Obviously, so much of the Braves' bullpen success the past few years has revolved around Kimbrel, who has amassed 381 strikeouts while allowing just 123 hits in 227 1/3 career innings. He has a ridiculous 0.902 career WHIP, and best of all, he's not quite 26 yet. He is a supreme talent at the peak of his powers. A great closer needs a supporting cast, though, and Kimbrel has an excellent one in David Carpenter, Jordan Walden, Anthony Varvaro and left-hander Luis Avilan, and it's possible that Venters returns in midseason after his second Tommy John surgery.
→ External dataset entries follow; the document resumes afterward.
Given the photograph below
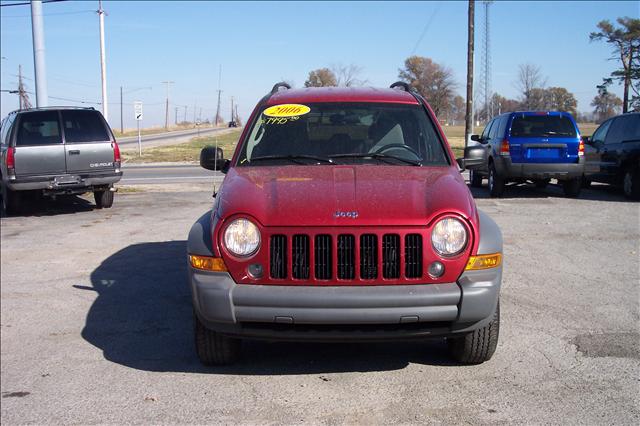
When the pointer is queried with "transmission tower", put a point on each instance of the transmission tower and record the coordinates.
(484, 88)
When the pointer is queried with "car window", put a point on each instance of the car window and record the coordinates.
(344, 132)
(38, 128)
(624, 128)
(601, 132)
(537, 126)
(84, 126)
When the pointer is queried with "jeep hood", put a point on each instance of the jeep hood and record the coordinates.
(344, 195)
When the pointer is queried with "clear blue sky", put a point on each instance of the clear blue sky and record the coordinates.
(259, 43)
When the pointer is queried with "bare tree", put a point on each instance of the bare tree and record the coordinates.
(322, 77)
(348, 75)
(433, 81)
(626, 47)
(529, 78)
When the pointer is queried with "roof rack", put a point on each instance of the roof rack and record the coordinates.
(277, 86)
(405, 86)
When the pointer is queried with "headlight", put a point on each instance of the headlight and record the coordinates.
(242, 237)
(449, 237)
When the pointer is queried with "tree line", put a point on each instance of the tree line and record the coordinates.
(436, 82)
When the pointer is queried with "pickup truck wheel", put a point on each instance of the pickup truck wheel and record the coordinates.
(475, 179)
(104, 199)
(572, 187)
(541, 183)
(11, 201)
(214, 348)
(631, 184)
(496, 182)
(479, 345)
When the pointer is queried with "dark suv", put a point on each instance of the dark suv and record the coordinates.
(57, 150)
(531, 145)
(613, 154)
(343, 216)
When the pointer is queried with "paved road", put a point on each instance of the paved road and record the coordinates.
(96, 327)
(166, 138)
(167, 174)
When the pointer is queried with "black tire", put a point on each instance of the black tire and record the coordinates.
(11, 202)
(541, 183)
(496, 182)
(631, 183)
(104, 199)
(475, 179)
(572, 187)
(479, 345)
(214, 348)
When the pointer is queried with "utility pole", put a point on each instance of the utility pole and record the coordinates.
(37, 29)
(166, 111)
(468, 119)
(103, 63)
(121, 114)
(219, 92)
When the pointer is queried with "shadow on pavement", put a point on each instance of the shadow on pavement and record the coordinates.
(142, 318)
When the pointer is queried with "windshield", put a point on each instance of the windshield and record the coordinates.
(343, 133)
(537, 126)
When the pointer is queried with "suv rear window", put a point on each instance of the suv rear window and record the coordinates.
(538, 126)
(346, 133)
(84, 126)
(39, 128)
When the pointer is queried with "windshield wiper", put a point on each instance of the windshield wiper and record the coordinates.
(390, 159)
(294, 158)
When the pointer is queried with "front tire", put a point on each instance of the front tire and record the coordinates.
(496, 182)
(572, 187)
(104, 199)
(631, 184)
(214, 348)
(479, 345)
(475, 179)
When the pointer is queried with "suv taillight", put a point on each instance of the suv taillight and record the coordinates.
(116, 155)
(581, 147)
(504, 147)
(11, 162)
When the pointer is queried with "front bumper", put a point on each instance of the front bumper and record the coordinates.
(64, 182)
(344, 313)
(562, 171)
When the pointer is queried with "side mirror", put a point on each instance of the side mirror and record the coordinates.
(212, 159)
(475, 157)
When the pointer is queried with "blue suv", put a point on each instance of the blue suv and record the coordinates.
(531, 145)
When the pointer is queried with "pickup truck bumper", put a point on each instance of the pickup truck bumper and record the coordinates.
(561, 171)
(64, 183)
(344, 313)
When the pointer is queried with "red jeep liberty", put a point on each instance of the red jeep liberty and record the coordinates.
(343, 216)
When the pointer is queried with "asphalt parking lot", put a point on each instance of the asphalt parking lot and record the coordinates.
(96, 326)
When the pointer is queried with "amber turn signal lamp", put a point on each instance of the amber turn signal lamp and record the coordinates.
(484, 261)
(207, 263)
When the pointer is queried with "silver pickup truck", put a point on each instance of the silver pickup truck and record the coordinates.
(57, 150)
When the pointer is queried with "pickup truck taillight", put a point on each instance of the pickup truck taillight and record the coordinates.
(116, 155)
(11, 162)
(504, 147)
(581, 147)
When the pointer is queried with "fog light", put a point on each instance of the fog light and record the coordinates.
(436, 269)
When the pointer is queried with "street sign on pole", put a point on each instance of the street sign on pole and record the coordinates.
(137, 106)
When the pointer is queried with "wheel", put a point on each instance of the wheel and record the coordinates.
(475, 178)
(214, 348)
(104, 199)
(496, 182)
(572, 187)
(479, 345)
(11, 201)
(541, 183)
(631, 183)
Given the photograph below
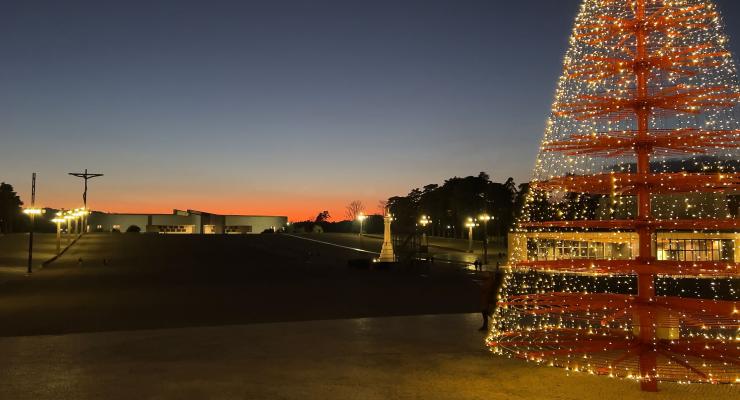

Honorable mention: If Neftali Feliz returns to something resembling his 2010-11 performance, the Rangers will rise up these rankings, and there have been encouraging reports about him in winter ball. … The Padres should be in good shape with Joaquin Benoit setting up Huston Street, and lefty Alex Torres is an intriguing addition. … Signing the incredibly consistent Joe Nathan was a necessary step for a Tigers team that had a terrible bullpen much of last season, but the jury is still out on Bruce Rondon and Al Alburquerque and the newly acquired Ian Krol and Joba Chamberlain. … The trade for Addison Reed should augment what was a middle-of-the-pack D-backs bullpen in 2013. … Former key cogs John Axford and Francisco Rodriguez were traded away last season, but the Brewers posted the fifth-best relief ERA in the game -- after ranking dead last in 2012 -- thanks to the emergence of Jim Henderson and Brandon Kintzler, who proved to be an effective closer-setup tandem. … The Giants ranked eighth in ERA, but Sergio Romo, Santiago Casilla and Jeremy Affeldt all had control issues.